Difference-in-difference and/or event-study on an unbalanced panel

Luna Diaz

Join Date: Feb 2023

Posts: 14
#1

Difference-in-difference and/or event-study on an unbalanced panel

29 May 2026, 16:37

Hi everyone,

I am working with an unbalanced individual-level panel from a survey and would appreciate some guidance on whether any of the staggered-adoption DiD estimators is appropriate in my setting. The panel spans up to 8 survey waves (which in the actual data correspond to calendar years), but it is far from balanced. Individuals may enter the survey after the first wave, and many respondents miss one or more intermediate waves. Treatment is an individual-level shock that occurs at different times for different individuals and is absorbing once it occurs. A simplified toy example is shown below:

Code:

* Example generated by -dataex-. To install: ssc install dataex clear input float(id time y shock gvar) 1 1 9 0 0 1 2 9 0 0 1 3 11 0 0 1 4 12 0 0 1 5 11 0 0 1 6 12 0 0 1 7 12 0 0 2 1 9 0 0 2 2 9 0 0 2 3 8 0 0 2 4 9 1 4 2 5 8 0 4 2 6 7 0 4 2 7 8 0 4 2 8 9 0 4 3 1 12 0 0 3 2 12 0 0 3 3 11 0 0 3 4 13 0 0 3 5 15 0 0 3 6 14 1 6 3 7 16 0 6 3 8 16 0 6 4 3 10 0 0 4 4 10 0 0 4 5 12 0 0 4 6 12 0 0 4 7 13 1 7 4 8 14 0 7 5 1 11 0 0 5 2 13 0 0 5 3 12 0 0 5 4 12 0 0 5 5 11 0 0 5 8 9 0 0 end

Since this is clearly a staggered-adoption setting, I was considering estimators such as Callaway & Sant'Anna (e.g. csdid) or an event-study approach along the lines of Clarke and Tapia-Schythe (2020, eventdd). In fact, the "gvar" variable reported above is constructed to be used as the group variable in csdid. However, my understanding is that many of these implementations either require or strongly prefer a balanced panel structure.

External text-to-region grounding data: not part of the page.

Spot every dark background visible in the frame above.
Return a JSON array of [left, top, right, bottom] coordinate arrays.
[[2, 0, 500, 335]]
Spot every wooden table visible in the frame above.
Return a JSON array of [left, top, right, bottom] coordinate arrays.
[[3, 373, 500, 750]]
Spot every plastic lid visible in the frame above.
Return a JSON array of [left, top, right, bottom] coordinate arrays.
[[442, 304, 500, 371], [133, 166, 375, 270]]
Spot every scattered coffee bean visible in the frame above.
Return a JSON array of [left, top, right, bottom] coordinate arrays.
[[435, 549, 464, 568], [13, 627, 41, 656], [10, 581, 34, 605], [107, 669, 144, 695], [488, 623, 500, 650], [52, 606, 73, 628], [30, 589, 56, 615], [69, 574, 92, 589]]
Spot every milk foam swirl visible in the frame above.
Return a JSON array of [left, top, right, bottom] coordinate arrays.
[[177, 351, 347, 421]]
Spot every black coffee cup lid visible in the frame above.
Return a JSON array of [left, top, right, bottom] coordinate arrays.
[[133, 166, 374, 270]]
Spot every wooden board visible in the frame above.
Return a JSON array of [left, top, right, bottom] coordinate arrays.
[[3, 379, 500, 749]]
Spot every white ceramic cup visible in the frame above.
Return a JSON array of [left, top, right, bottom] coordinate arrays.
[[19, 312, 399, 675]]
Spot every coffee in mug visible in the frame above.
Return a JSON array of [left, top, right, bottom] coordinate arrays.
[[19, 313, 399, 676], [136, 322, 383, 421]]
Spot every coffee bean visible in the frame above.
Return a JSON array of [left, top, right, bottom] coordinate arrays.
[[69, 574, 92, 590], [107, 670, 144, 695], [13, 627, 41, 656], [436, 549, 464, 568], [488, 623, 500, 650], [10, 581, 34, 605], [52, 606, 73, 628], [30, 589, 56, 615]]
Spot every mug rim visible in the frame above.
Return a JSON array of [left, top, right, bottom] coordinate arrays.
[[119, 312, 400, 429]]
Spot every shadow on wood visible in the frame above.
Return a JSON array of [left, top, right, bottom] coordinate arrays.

One idea I considered was constructing an alternative time variable based on the number of survey appearances for each individual. For example, I could keep only respondents observed e.g. 5 times and define a within-individual time index running from 1 to 5, regardless of the underlying survey year. This would create something closer to a balanced panel. However, my concern is that doing so would discard the calendar-time dimension, which seems important to track any time or cohort effects.

Is there a standard way to handle this kind of unbalanced survey panel within the Callaway-Sant'Anna framework (or related estimators), or would the missing waves and staggered entry create identification problems that require a different approach? Any advice on how to proceed would be greatly appreciated!

Last edited by Luna Diaz; 29 May 2026, 16:42.
Tags: None
Jeff Wooldridge

Join Date: Apr 2014

Posts: 2291
#2

30 May 2026, 08:07

Fernando Rios-Avila's command jwdid handles unbalanced panels without difficulty. In fact, it uses all available information -- unlike differencing approaches such as Callaway-Sant'Anna, which only uses an observation if both time periods are available. If you have covariates x1 ... xK, do the following:

Code:

jwdid y x1 ... xK, ivar(id) tvar(time) gvar(cohort) never estat event estat plot estat simple

If you drop the "never" option, it produces the "lags only" version of the estimator. If you don't have covariates, just drop them from the command.
1 like
Comment
Luna Diaz

Join Date: Feb 2023

Posts: 14
#3

30 May 2026, 16:06

Thank you, Jeff Wooldridge! I really appreciate your suggestion, as I was not aware of the jwdid command. I tried it on my actual dataset and it seems to be working well.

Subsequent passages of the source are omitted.